A Borboleta, alheia à situação que se passava, mas
irritada com a presunção do Hibisco, manteve-se suspensa, batendo as asas, a
fim de inteirar-se melhor da discussão.
- Meu caro Hibisco... – começou o Jasmim – bem pouco me
importam tuas graças e virtudes, pois sou um vegetal, tanto quanto tu; não
vejo, portanto, motivo para que te vanglories sobre mim. Não estamos ambos
fixos na mesma terra, regados com a mesma água e ambos florescidos?
- Que disparate! Achas mesmo que és igual a mim? Não
vês que minhas flores escarlates são infinitamente superiores às tuas? Olha a
magnificência do formato, do tamanho e a beleza inata delas! Que são as tuas
florezinhas mirradas e pálidas em comparação a elas?
- Não falo desse tipo de igualdade, amigo Hibisco. Toma
por exemplo os seres humanos! São diferentes entre si, mas também são iguais em
questões biológicas, de laços de sangue...

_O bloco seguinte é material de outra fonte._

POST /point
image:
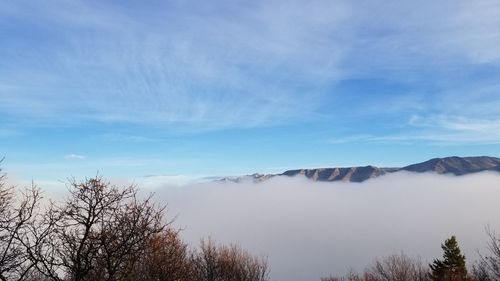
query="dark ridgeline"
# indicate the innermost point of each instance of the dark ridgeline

- Ahhhhh! Bem mostras que além de seres uma planta
miserável, nada sabes sobre os seres humanos! Se soubesses o modo como eles se
dividem em castas, elites, classes, saberias por que é fundamental que sigamos
seu exemplo e criemos nossas próprias esferas de contato!
- Esferas de contato? – o Jasmim espantou-se notavelmente
com semelhante perspectiva. – Pois isto é algo abominável... custo a crer que a
gentil e caridosa senhora que cuida de nós, apesar de sua idade avançada, faça
parte desse “elitismo” de que falas com tanta convicção... Há casos e casos!
- Ingênua planta tu és... Esta velha raquítica que tão
estabanadamente vem aqui todas as manhãs espargir sobre nós gotas mirradas de
água (forte sovina, que tem piedade até de gastar o líquido universal), não faz
isto porque seja boa ou caridosa! Ela o faz por razões de consumado egoísmo,
isso sim! Ter um jardim bonito e cuidado rende elogios ao dono, não às
miseráveis plantas que dele fazem parte. Vede, então, que o amor próprio que
tenho é totalmente justificável.
- Confundes amor próprio com o mesmo narcisismo e
egoísmo que tanto criticas... Tenho bem
pena de ti, pobre Hibisco.
O Hibisco empertigou-se, cheio de si e sentindo-se
ofendido em seu orgulho:
- Guarda teus fingimentos para quem não te conhece,
hipócrita planta! Sou superior e disso não faço segredo. E bem sei que, apesar
de teu moralismo superficial e falsa candura, tens inveja de mim.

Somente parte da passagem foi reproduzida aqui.